Giambi announced his retirement in a statement to the New York Daily News.

The statement was the typical retirement speech—thanking family and friends, thanking his agent and his sponsors, yadda, yadda, yadda.

Giambi was a second-round pick by the Oakland Athletics out of Long Beach State in the 1992 amateur draft and reached the big leagues in May 1995.

His rise mirrored that of the A’s, who culminated a major overhaul in the late 1990s with four straight playoff berths from 2000-03.

Giambi was a part of two of those playoff runs, earning American League MVP honors in 2000 after hitting .333/.476/.647 with 43 homers and 137 RBI. After finishing second in the MVP voting in 2001 following a .342/.477/.660, 38-homer, 120-RBI campaign, Giambi signed seven-year, $120 million contract with the New York Yankees.

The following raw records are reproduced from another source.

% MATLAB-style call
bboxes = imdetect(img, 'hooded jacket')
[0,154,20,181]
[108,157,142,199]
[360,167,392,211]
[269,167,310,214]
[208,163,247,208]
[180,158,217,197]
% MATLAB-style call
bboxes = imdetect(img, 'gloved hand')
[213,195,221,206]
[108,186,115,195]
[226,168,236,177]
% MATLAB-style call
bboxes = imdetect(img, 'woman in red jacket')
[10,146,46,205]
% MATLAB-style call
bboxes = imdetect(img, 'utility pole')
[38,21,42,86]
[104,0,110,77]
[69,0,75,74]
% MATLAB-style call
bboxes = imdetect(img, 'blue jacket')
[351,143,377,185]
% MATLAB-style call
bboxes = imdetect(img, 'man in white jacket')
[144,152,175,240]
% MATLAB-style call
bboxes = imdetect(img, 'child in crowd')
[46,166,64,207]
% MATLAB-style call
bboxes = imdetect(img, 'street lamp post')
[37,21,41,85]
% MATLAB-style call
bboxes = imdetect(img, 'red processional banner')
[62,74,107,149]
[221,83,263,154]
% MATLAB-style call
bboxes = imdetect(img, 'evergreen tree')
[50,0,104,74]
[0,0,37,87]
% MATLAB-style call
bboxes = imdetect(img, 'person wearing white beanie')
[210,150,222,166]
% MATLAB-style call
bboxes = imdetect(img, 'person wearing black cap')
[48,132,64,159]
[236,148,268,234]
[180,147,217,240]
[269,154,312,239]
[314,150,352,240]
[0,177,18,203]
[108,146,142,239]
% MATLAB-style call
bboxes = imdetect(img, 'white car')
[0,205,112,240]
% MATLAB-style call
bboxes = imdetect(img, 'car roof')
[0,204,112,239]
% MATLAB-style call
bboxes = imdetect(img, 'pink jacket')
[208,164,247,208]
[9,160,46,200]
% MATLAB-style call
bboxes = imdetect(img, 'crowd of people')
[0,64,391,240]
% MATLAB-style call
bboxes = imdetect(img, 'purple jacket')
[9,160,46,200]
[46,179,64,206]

He hit 41 homers in each of his first two seasons in New York, but by 2003, his slash line had dropped to .250/.312/.527 and he led the AL with 140 strikeouts.

After an injury-plagued 2004 season, Giambi was outed in a December 2004 article in the San Francisco Chronicle as testifying to a grand jury in the Bay Area Laboratory Co-Operative case (also known as Operation Get Barry Bonds) that he had used steroids both before and after signing with the Yankees.

In February 2005, Giambi issued a strange apology … for something. He repeatedly talked about how he “let down the fans,” all the while never saying what it was he had done to do so.

“I know the fans might want more,” Giambi said during that Feb. 11, 2005, press conference. “But because of all the legal matters, I can’t get into specifics. Someday, hopefully, I will be able to.”

Giambi quietly played out the remainder of his deal in New York, hitting .247/.373/.502 with 32 homers in 2008 before returning to Oakland as a free agent on a one-year, $4 million deal. He hit .193 with 11 homers in 83 games and was released in August, landing with the Colorado Rockies, where he remained as a bench bat and occasional first basemen through the 2012 season.

Giambi was a finalist for the Rockies’ managerial job after the 2012 season, eventually losing out to Walt Weiss, and went to the Cleveland Indians, where he played two more seasons as a reserve and pseudo-coach.

Coaching and managing are likely in Giambi’s immediate future. Cleveland skipper Terry Francona told WKNR in Cleveland during spring training in 2013 that Giambi is a “manager-in-waiting.”

For his career, Giambi hit .277/.399/.516 in 2,260 games, with 440 home runs and 1,441 RBI—numbers that might have made him a borderline Hall of Fame candidate once upon a time.

But baseball-reference.com’s Hall of Fame monitoring of statistics show him to fall short—and that’s not even taking into consideration the performance-enhancing drug issues that many of the holier than thou members of the Baseball Writers Association of America electorate will cling to until the end of days as a reason for denying players induction into the Hall of Fame, as well at hot dogs and apple pie.